Development of the system was spurred by a growing concern among physicians and by advisories issued by the Food and Drug Administration's Center for Devices and Radiological Health warning of occasional, but severe, radiation-induced skin injuries during prolonged, fluoroscopically guided invasive procedures.
"It can take a long time to insert a catheter into the brain and perform a complicated endovascular treatment, for example," explained Bednarek, also an adjunct professor in the Department of Physics in UB's College of Arts and Sciences. "Patients undergoing such procedures sometimes develop erythema – redness – hair loss or even skin necrosis in the exposed area."
These effects can result whenever long fluoroscopic times are used during interventional procedures, such as coronary angioplasty, stent placement, radiofrequency cardiac ablation and vascular embolization.
"With the equipment that currently is being used, the physician can minimize the chance for burns by moving the X-ray source instead of keeping the intensity on one spot," explained Darold Wobschall, Ph.D., UB professor emeritus of electrical engineering and president of Esensors. "The problem is that the physician is concentrating on the surgery and with X-rays coming in, he or she would have to be keeping mental track of where the dose is occurring at the same time."
"Our system solves that problem," said Wobschall.
Through electronic sensors, the system tracks the position of the X-ray gantry and patient table, and thus, the location of the X-ray relative to the patient to determine the radiation exposure at the patient's skin, he explained.
"The computer tracks the beam's location and intensity, presenting the beam and the cumulative distribution of dose on the patient's skin as a color-coded graphic on a display screen," he said.

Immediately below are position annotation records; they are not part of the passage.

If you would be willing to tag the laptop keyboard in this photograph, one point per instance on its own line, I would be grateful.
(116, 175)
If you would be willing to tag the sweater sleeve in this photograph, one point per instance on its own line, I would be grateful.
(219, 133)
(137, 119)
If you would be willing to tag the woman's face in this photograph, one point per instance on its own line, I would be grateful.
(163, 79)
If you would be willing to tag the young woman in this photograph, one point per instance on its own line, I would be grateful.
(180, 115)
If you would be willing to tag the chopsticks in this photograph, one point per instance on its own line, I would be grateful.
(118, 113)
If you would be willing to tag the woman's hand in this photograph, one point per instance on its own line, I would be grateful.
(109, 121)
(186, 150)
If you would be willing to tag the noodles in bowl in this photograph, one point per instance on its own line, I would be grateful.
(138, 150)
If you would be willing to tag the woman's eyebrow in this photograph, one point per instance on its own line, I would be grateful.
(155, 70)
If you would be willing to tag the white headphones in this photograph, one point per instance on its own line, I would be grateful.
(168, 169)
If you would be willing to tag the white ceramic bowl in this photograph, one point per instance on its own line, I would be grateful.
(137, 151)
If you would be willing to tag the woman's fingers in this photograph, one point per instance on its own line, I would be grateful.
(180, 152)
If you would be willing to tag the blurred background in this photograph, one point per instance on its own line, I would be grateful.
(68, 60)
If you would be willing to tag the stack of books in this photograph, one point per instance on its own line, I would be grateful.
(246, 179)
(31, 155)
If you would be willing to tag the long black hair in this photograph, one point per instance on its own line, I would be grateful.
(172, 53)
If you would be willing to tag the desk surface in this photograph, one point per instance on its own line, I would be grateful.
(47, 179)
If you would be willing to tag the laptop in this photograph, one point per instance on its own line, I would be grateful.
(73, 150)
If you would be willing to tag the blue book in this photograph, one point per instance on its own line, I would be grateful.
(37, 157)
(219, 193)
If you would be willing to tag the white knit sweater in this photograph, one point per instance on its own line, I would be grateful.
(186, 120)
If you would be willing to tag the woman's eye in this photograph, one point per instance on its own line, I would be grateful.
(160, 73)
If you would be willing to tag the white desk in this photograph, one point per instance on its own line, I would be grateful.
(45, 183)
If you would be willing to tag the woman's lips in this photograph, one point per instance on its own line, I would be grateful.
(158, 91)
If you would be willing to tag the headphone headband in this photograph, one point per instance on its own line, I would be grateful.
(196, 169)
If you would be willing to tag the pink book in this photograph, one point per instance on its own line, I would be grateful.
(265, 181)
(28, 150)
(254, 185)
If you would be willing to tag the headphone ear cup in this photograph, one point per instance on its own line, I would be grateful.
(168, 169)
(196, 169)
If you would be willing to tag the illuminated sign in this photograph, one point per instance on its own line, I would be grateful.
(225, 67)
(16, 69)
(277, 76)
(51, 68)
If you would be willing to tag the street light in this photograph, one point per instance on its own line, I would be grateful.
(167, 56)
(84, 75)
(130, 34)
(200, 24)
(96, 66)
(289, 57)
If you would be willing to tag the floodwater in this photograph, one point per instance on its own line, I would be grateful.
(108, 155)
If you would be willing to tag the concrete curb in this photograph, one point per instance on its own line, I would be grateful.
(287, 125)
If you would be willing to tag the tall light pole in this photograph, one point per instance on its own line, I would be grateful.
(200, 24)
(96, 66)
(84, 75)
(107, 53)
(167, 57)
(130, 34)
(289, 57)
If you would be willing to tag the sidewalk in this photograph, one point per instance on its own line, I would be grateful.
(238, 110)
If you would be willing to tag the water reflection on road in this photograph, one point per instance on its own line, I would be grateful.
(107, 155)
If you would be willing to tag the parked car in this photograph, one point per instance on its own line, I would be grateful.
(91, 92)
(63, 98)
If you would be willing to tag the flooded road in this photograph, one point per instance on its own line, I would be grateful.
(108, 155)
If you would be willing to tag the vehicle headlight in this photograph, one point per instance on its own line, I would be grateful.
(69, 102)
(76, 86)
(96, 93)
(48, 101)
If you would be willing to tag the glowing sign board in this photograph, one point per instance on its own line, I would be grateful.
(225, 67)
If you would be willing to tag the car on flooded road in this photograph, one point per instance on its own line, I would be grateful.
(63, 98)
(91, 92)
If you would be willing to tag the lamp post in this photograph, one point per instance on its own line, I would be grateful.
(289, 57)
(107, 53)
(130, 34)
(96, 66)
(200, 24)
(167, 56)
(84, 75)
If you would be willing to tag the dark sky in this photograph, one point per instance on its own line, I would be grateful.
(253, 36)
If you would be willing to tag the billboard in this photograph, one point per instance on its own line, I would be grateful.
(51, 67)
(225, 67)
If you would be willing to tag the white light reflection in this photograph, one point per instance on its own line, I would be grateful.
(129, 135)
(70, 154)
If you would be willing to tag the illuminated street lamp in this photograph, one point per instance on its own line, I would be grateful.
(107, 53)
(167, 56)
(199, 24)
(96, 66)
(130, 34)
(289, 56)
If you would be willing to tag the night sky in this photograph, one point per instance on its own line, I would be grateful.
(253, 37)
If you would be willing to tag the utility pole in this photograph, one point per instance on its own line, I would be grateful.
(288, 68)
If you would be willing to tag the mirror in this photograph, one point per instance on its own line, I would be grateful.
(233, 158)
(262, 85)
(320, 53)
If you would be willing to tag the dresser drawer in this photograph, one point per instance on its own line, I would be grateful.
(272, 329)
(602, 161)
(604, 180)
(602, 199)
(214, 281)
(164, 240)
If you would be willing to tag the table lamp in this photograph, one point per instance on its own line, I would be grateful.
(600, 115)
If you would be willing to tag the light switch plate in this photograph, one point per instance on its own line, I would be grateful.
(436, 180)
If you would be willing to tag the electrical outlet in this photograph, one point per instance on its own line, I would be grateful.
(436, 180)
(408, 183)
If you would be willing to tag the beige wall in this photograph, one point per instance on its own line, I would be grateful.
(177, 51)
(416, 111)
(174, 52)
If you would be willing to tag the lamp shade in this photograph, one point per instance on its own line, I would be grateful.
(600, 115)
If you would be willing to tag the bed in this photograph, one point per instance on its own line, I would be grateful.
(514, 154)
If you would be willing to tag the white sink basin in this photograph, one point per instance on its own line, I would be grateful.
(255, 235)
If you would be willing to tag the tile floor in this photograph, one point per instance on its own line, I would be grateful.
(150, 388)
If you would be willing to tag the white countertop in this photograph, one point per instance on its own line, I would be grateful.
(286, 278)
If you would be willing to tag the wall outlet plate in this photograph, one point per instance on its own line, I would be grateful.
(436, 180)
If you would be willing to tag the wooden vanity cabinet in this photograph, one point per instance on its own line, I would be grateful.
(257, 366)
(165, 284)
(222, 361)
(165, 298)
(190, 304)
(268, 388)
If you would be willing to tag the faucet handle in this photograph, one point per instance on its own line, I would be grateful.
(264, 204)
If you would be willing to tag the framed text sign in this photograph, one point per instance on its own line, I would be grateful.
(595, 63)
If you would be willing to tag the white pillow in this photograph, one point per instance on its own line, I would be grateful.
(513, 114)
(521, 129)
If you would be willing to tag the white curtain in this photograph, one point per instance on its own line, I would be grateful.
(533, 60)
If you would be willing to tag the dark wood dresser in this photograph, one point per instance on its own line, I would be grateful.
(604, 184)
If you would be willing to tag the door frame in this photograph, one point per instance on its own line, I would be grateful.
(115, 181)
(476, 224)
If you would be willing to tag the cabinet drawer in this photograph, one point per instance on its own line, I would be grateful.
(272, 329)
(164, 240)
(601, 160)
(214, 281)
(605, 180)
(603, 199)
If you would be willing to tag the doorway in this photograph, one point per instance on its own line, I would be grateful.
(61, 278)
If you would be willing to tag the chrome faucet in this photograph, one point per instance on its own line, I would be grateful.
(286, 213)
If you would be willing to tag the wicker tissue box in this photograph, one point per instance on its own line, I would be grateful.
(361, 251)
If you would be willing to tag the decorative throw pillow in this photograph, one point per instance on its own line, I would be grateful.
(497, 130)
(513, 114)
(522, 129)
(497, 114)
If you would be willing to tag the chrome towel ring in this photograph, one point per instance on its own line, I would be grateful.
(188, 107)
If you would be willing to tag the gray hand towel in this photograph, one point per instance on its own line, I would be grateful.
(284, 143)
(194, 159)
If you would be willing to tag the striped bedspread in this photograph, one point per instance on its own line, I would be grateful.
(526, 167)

As the dose accumulates, the color on the display changes from green, which is acceptable, through yellow to red, which is a signal that the patient could be receiving too much radiation.
This visualization of the X-ray beam and its location with reference to a graphic model of the patient presents the physician with real-time visual feedback, allowing him or her to make the appropriate adjustments.
An added feature under development includes a visualization of the distribution and amount of X-ray scatter throughout the room, providing a way to gauge exposure for the physician and other health-care personnel who may be present.
The development effort for the computer graphic display was led by co-investigator Kevin Chugh, Ph.D., formerly a research scientist in UB's New York State Center for Engineering Design and Industrial Innovation (NYSCEDII).
Petru M. Dinu, a doctoral candidate in the UB Department of Physics in the College of Arts and Sciences, played a major role in developing the system at UB's Toshiba Stroke Research Center.